Balloon dilation carries the lowest complication profile among endoscopic BNC treatments:

ComplicationRate / note
De novo urinary incontinence0% with standalone dilation (Ramchandani) — the principal advantage; sphincter mechanism is not deeply disrupted[1]
Urge incontinence (combined balloon + holmium laser)~14.6%[5]
Recurrence~41% standalone — usually due to dense scar; primary limitation[1]
Bleeding, UTIUncommon
Perforation / extravasationRare; possible with aggressive dilation

Clinical Positioning

The AUA 2023 guideline notes that all endoscopic techniques have similar success rates (50–80%) for first-time VUAS, and no studies directly compare the different treatment strategies.[8]

In practice:

  • Standalone balloon dilation is best suited to mild, early, or first-time BNC without anticipated dense scar — when minimizing incontinence risk is the priority and lower efficacy is acceptable.
  • Balloon dilation as a preparatory step before incision / resection is the most widely used combined approach (canonical Nealon protocol).[2]
  • Drug-coated balloon dilation is an emerging option with promising early data — 60% reduction in recurrence (Berg 2025) — though it remains off-label for BNC and long-term durability data are needed.[3][7]

Key Principles

  • Balloon dilation has two distinct roles: standalone treatment (~59% success) and preparatory step before incision / resection (combined success 82–94%).[1][2]
  • Standalone dilation has the lowest incontinence risk of all endoscopic BNC treatments — the principal advantage.[1]
  • Standalone is fundamentally limited by dense scar that radial pressure alone cannot disrupt — explains the ~41% recurrence.[1]
  • The Nealon 2022 standardized protocol (24 Fr balloon → bilateral 3 & 9 o'clock Collins-knife incisions) is the canonical combined approach with 82% single-procedure and 94% two-procedure success.[2]
  • Drug-coated balloon dilation reduces recurrence by ~60% vs standard endoscopic treatment in posterior urethral stenosis (Berg 2025) — promising but off-label for BNC.[3]
  • Day-surgery columnar balloon + holmium laser is feasible with high short-term success but limited follow-up.[5]
  • DCB use for BNC is concentrated among higher-volume urologists (≥ 10 cases / year, OR 4.66) — suggesting a learning curve and selection effect.[7]

References

1. Ramchandani P, Banner MP, Berlin JW, Dannenbaum MS, Wein AJ. Vesicourethral anastomotic strictures after radical prostatectomy: efficacy of transurethral balloon dilation. Radiology. 1994;193(2):345-9. doi:10.1148/radiology.193.2.7972741.

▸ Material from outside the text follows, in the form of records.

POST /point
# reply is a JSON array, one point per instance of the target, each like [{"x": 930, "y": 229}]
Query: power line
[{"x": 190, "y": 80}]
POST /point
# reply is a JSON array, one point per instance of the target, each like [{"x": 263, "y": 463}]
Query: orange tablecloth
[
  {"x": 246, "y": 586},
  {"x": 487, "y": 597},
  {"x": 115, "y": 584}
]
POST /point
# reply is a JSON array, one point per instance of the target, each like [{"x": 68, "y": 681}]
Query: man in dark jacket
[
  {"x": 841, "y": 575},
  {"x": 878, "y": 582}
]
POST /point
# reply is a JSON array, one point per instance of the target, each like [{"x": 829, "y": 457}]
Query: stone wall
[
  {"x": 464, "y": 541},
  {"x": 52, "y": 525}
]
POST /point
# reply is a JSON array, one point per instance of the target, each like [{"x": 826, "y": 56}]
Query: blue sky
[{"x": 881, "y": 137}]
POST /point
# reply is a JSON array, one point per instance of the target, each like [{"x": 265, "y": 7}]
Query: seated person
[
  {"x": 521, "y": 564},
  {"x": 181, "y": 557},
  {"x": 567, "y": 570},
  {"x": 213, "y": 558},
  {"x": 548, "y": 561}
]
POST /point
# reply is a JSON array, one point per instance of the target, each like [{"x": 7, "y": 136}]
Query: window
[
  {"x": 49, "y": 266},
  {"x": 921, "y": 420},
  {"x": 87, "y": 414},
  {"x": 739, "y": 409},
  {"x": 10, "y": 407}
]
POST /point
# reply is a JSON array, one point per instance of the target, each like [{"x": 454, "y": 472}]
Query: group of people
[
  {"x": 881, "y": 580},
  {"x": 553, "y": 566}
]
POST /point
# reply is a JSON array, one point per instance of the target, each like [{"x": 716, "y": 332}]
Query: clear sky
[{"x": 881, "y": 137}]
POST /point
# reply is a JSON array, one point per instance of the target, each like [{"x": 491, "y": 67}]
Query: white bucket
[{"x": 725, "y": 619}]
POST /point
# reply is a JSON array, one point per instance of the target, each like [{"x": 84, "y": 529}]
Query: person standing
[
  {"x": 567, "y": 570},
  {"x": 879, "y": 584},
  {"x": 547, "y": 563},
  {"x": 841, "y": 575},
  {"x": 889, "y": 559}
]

2. Nealon SW, Bhanvadia RR, Badkhshan S, et al. Transurethral incisions for bladder neck contracture: comparable results without intralesional injections. J Clin Med. 2022;11(15):4355. doi:10.3390/jcm11154355.

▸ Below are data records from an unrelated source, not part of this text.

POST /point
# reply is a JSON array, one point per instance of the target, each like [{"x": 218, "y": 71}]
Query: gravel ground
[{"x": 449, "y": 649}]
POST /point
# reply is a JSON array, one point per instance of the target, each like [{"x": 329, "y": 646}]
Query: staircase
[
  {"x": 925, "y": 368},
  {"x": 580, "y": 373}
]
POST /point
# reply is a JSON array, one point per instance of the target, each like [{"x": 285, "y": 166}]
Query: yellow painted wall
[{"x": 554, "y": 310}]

3. Berg EK, Mehmedovic S, Askari D, et al. Efficacy of drug-coated balloon dilation vs endoscopic standard treatment in posterior urethral stenosis: a real-world comparative study. Urology. 2025. doi:10.1016/j.urology.2025.07.034.

4. Hudson CN, Damm T, Monn MF. Minimally invasive treatments for posterior urethral stenosis. J Endourol. 2025. doi:10.1177/08927790251371037.

5. Sun J, Xia SQ, Tong Z, Xiao DD, Chen B. Transurethral columnar balloon dilation of the prostate combined with holmium laser incision for bladder neck contracture in day-surgery mode. Lasers Med Sci. 2023;38(1):279. doi:10.1007/s10103-023-03942-8.

6. Kapriniotis K, Loufopoulos I, Apostolopoulou A, Anderson PCB, Papaefstathiou E. Drug-coated balloon treatment for urethral strictures: is this the future? A review of the current literature. J Clin Med. 2025;14(8):2854. doi:10.3390/jcm14082854.

7. Sugrue DD, O'Connor J, Białek Ł, et al. Practices in urethral stricture management with drug-coated balloon dilatation: an international survey. World J Urol. 2026;44(1):285. doi:10.1007/s00345-026-06343-y.

8. Wessells H, Morey A, Souter L, Rahimi L, Vanni A. Urethral stricture disease guideline amendment (2023). J Urol. 2023;210(1):64-71. doi:10.1097/JU.0000000000003482.